Increasing My Daily Wordcount

You need to understand two things about me:

A. I used to be a slow writer. I liked to take the time to read and re-read what I had written, revising as I went. On a good day, I would write 1000 words. Not bad, but I wasn't reaching that milestone every day.

B. My goal is to be a productive writer. Writing isn’t a hobby for me, it’s my full-time job. So I need to keep producing stories.

Do you see my problem?

A doesn't lead to B.

If I wanted B, then I needed to up my game. I needed to change my writing habits. I needed to not only increase my daily word count, but make it a regular, every day thing.

 
I’ve been working on that this year. It’s been a slow process, but the change is happening.

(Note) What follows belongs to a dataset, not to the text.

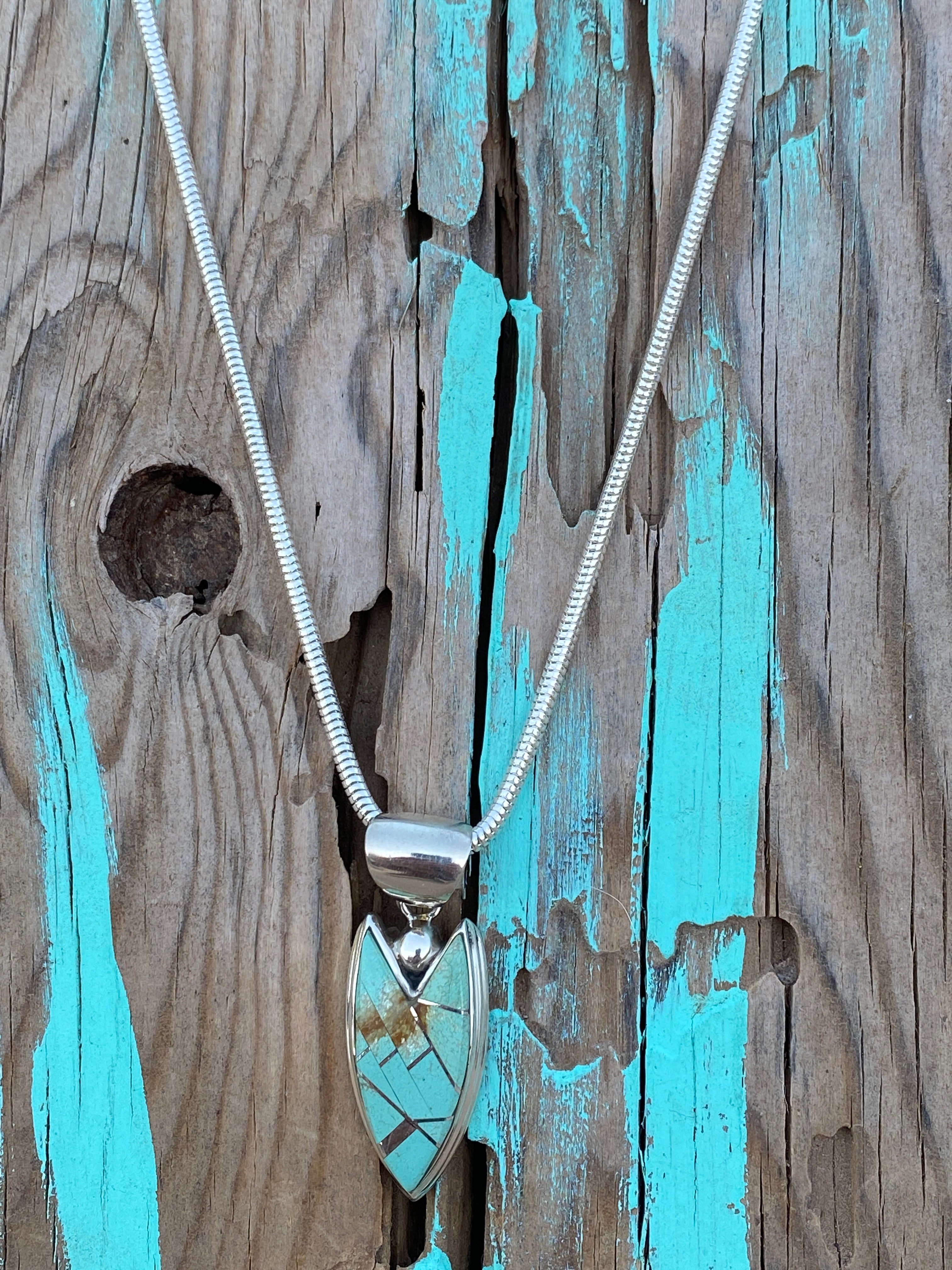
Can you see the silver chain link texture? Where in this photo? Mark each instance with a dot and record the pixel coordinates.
(659, 345)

It’s a lot like climbing a mountain.

Increasing My Daily Wordcount

When I start on a book project, I have the story in my head. Not complete, but the big picture. The long view. 
This view can be a bit daunting, can't it? So many ideas swirling around, so many characters. Sometimes, even complete scenes are in my head, begging to get out.
But there is no secret. No Fairy Godmother. No "poof!" and the story is written.

There is no elevator to the summit.

The only way to reach the top of the mountain is to do one thing: Walk the trail. Step by step. Word by word.

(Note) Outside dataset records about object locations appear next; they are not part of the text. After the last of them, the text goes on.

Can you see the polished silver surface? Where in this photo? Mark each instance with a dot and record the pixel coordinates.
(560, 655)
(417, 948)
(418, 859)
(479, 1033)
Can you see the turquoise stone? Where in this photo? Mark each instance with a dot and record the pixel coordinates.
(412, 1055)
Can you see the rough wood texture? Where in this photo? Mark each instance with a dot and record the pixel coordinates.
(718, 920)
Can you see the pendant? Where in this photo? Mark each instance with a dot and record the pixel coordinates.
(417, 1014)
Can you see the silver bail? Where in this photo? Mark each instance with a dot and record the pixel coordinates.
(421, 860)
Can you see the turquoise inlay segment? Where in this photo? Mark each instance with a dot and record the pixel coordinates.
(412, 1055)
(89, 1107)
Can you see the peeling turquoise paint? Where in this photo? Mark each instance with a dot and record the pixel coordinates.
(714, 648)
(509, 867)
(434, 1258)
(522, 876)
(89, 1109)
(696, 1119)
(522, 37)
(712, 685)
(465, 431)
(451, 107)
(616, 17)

Increasing My Daily Wordcount

BICHOK! Which goes right along with the three D's (see Ruthy's post about the three D's here.)

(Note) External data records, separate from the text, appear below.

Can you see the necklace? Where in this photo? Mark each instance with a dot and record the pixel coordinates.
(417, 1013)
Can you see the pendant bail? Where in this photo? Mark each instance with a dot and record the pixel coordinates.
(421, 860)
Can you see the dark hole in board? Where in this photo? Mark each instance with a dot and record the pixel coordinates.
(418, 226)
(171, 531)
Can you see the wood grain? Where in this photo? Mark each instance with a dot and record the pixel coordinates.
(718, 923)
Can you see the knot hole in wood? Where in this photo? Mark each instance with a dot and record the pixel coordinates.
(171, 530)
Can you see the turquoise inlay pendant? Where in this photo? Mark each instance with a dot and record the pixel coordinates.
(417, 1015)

Are we sensing a trend here? 

I'm learning how to achieve my goal of several thousand words per week. But to get to that goal, I need to use some tricks and tools.

1. I need a map. 

Increasing My Daily Wordcount

Call it an outline, or a storyline. Sometimes it looks like a stack of index cards. Sometimes it looks like a story board. Whatever method I use, the story goes a lot better when I know the beginning, middle, and end before I begin writing.

2. The first part of the trail is the smoothest, so I use that to my advantage.

Increasing My Daily Wordcount

Not every chapter will flow easily. I know that. I also know I’ll be revising these first few chapters several times before the end of the book. But writing these opening chapters quickly, even before my story plan is complete, gives my characters a chance to stretch a little bit and let me get to know their voices. 
It also gets a lot of words down in a short time.
I will often write 25% of the book before my characters and story line are fleshed out. If I need to, I can revise and tweak. But I almost always keep going in the direction those first few chapters started for me.

3. Characters are tricky.

Increasing My Daily Wordcount

They require me to navigate their Lies, their Greatest Dreams, and their Dark Moment Stories. Sometimes I must investigate every nook and cranny of their lives before they reveal their secrets. Sometimes they don’t reveal their inner selves to me until we’re negotiating a particularly difficult part of the story and they let something slip out.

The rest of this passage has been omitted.